Tuesday, June 25, 2019

Was there an Enlightenment?

About twenty years ago, one of my former professors suggested I look up what the historians have to say about the "Enlightenment." I went to the main writers on 18th century history, and they had very little to say about it. There really wasn't much of a movement there; more significant factors include advancements in statecraft (today, we might call these advancements "statism" and "totalitarianism"), European power politics, competing trade empires, and so on. Off the top of my head, it might be suggested the phrase "Enlightenment" has been reified by the postmodernists into a straw man towards which they they can hurl invective.

The actual de facto enlightenment was talk and writing circulating around Paris. And beyond those Paris salons and bookstalls, and beyond a scattering of royal courts in the countryside, beyond the publication of encyclopedias, beyond the career of Voltaire's enthusiasms and disappointments, or beyond Jefferson's admiration for a few French discussions (and maybe his enthusiasm for fashionable Republican haircuts), was there really much to it? Apparently, the answer is "no." The "Enlightenment" was no Glorious Revolution or Good Old Cause. The "Enlightenment" was no American Revolution. And so on.
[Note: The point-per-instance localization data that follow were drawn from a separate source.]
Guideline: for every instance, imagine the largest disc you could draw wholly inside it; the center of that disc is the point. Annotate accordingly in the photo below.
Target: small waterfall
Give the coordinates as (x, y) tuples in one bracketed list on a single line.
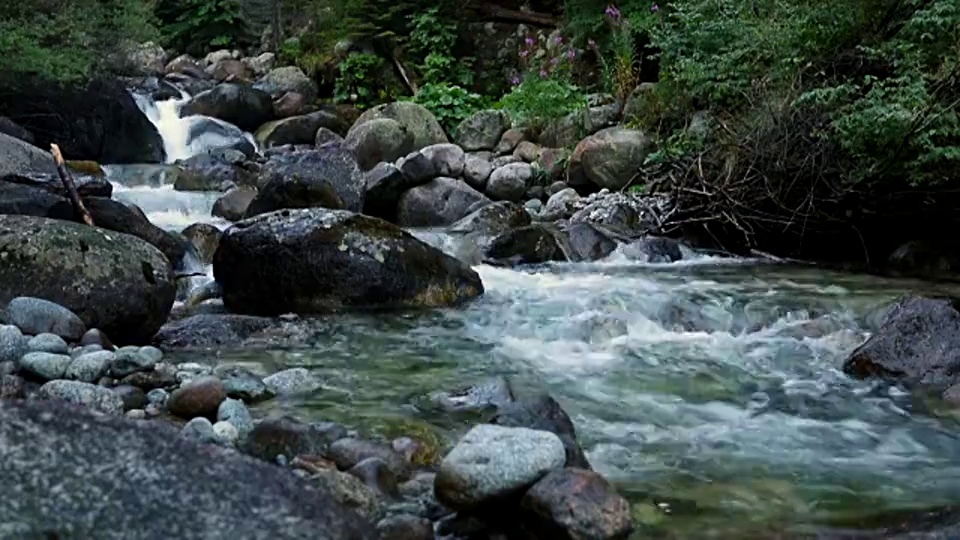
[(187, 136)]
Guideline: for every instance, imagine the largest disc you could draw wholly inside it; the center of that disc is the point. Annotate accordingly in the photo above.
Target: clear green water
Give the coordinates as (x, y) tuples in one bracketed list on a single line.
[(718, 408), (709, 391)]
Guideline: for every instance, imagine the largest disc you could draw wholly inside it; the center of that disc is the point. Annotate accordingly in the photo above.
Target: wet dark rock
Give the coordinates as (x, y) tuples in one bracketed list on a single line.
[(53, 447), (586, 242), (285, 436), (573, 504), (100, 121), (210, 331), (917, 344), (235, 203), (493, 219), (115, 216), (315, 260), (95, 336), (543, 412), (240, 383), (377, 475), (12, 387), (286, 193), (112, 281), (132, 397), (11, 128), (405, 527), (198, 397), (38, 316), (654, 249), (347, 453), (241, 105), (312, 177), (385, 184), (298, 129), (440, 202), (490, 394), (533, 244), (205, 238)]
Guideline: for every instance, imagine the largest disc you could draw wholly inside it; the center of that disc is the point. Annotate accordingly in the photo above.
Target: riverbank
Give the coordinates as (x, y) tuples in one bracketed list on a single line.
[(685, 372)]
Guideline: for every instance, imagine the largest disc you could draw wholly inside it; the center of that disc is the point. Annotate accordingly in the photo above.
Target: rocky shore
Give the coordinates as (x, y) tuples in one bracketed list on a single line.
[(94, 319)]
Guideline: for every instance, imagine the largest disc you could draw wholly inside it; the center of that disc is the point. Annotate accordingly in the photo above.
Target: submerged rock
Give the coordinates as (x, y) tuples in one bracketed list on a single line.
[(316, 260), (574, 504), (494, 462), (543, 412), (112, 281), (203, 491), (917, 344)]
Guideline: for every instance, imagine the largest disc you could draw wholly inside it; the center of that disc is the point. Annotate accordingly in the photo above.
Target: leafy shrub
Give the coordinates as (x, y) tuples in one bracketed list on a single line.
[(434, 39), (537, 101), (359, 82), (196, 26), (451, 104)]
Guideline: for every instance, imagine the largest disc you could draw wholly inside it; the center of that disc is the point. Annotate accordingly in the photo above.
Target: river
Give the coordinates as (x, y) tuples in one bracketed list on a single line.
[(709, 390)]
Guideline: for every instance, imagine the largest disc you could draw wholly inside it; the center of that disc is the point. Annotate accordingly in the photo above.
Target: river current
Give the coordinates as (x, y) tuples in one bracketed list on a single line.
[(709, 390)]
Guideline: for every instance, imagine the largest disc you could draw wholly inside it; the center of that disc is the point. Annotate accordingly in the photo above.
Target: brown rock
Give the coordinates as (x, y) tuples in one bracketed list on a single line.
[(198, 397), (348, 452), (11, 387), (377, 476), (289, 104), (575, 504), (405, 527), (164, 376)]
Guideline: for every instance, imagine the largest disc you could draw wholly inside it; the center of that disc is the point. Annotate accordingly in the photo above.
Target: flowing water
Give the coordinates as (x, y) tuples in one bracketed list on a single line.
[(709, 390)]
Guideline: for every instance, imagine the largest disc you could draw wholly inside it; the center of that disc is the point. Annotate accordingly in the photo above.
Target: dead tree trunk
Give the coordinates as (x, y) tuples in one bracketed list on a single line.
[(67, 179)]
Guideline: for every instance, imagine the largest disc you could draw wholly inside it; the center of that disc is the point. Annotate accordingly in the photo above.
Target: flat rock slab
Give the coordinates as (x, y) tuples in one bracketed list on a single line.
[(119, 479)]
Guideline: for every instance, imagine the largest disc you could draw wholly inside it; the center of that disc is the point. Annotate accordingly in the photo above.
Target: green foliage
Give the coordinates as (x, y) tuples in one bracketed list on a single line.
[(451, 104), (537, 101), (69, 40), (197, 26), (434, 39), (359, 80)]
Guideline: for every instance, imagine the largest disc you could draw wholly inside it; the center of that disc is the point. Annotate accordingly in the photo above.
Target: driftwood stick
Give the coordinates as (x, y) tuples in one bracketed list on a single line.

Did the Enlightenment end in the French Revolution? And was the French Revolution the Enlightenment's apotheosis, or its antithesis? After the Enlightenment, did Newton's laws of motion expire?  Did Force no longer equal the product of Mass and Acceleration (FMA)? and so on...

It might be interesting to see if Kant originally coined the phrase in his essay "What is Enlightenment?"  And, if so, what was he getting at politically, or how was he attempting to parse the history of his time?

My point here is that "The Enlightenment" isn't used by historians. It is a phrase that is used by people in Philosophy and English, and I suppose the Social Sciences. That is, it is used by people who are prone, because of their professional orientations, to see history focused (and distorted, one wonders) through the prisms of their own subjects.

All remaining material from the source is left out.